Prince Al-Waleed's TV launching in Qatar after Bahrain closure

Prince Al-Waleed's TV launching in Qatar after Bahrain closure
Al-Arab TV will start broadcasting out of Doha in September, according to sources in the channel, in a politically significant move by the country hosting the iconic Al-Jazeera channel
2 min read
13 Mar, 2016
Al-Arab TV was taken off the air after interviewing a Bahraini dissident last year [AFP]
Al-Arab News Channel, which is owned by Saudi prince and multibillionnaire Al-Waleed bin Talal, will launch in the third quarter of this year in Doha, Qatar, sources at the channel told The New Arab.

Al-Arab News Channel's previous efforts to launch out of London and Cyprus had failed. It launched briefly in Bahrain but was closed hours after going live.

The owner of the channel, Prince Al-Waleed, signed an agreement with the Qatari authorities a few weeks ago allowing it to broadcast out of Qatar where it will now be headquartered, according to the sources.

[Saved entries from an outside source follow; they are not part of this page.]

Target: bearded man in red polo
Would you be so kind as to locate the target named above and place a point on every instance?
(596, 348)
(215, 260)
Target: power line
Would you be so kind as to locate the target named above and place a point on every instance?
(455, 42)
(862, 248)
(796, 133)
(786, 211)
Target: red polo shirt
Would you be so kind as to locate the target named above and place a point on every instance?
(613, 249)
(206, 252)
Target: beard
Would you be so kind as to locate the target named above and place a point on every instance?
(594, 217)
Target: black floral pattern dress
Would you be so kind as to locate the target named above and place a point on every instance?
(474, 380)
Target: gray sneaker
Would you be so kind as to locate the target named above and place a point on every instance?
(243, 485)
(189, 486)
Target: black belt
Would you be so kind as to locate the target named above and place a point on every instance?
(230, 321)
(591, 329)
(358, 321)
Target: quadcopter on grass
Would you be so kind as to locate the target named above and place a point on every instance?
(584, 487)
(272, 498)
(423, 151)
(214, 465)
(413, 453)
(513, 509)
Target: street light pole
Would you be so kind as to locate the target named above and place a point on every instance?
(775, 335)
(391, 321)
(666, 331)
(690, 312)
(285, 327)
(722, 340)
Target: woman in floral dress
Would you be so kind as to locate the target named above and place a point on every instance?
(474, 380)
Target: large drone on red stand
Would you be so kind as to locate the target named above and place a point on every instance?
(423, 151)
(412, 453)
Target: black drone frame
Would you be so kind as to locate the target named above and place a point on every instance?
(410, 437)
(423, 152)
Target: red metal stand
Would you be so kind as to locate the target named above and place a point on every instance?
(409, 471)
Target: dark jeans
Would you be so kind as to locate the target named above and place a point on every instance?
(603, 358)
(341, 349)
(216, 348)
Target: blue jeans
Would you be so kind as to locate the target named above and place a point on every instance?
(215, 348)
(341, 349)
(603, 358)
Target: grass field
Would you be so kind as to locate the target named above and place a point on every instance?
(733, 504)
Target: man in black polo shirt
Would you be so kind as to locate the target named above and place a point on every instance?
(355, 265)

While the sources did not disclose details about the contents of the agreement, they said the Al-Arab News Channel crew will move to Doha soon. The sources indicated the channel would go on air in September.

The formerly Bahrain-based channel was taken off air hours after it interviewed a Bahraini dissident in February last year. At the time, the Bahraini authorities claimed the channel had not obtained the needed permits to broadcast.

The channel at the time rejected what it said were conditions set by the Ministry of Information of Bahrain to allow it to resume broadcasting, saying they would jeopardise its idependence and competetiveness.

In 2012, Prince Al-Waleed told CNN the planned channel was an attempt to fill "an opening for a more pragmatic and logical channel that really takes the centre's point of view".

Previous unconfirmed reports suggested Al-Arab News Channel would relocate to London or Cyprus.

The news meanwhile will no doubt raise many questions about its political significance. Qatar is home to Al-Jazeera channel, and allowing a Saudi-owned television to operate out of Doha will be surprising news to many.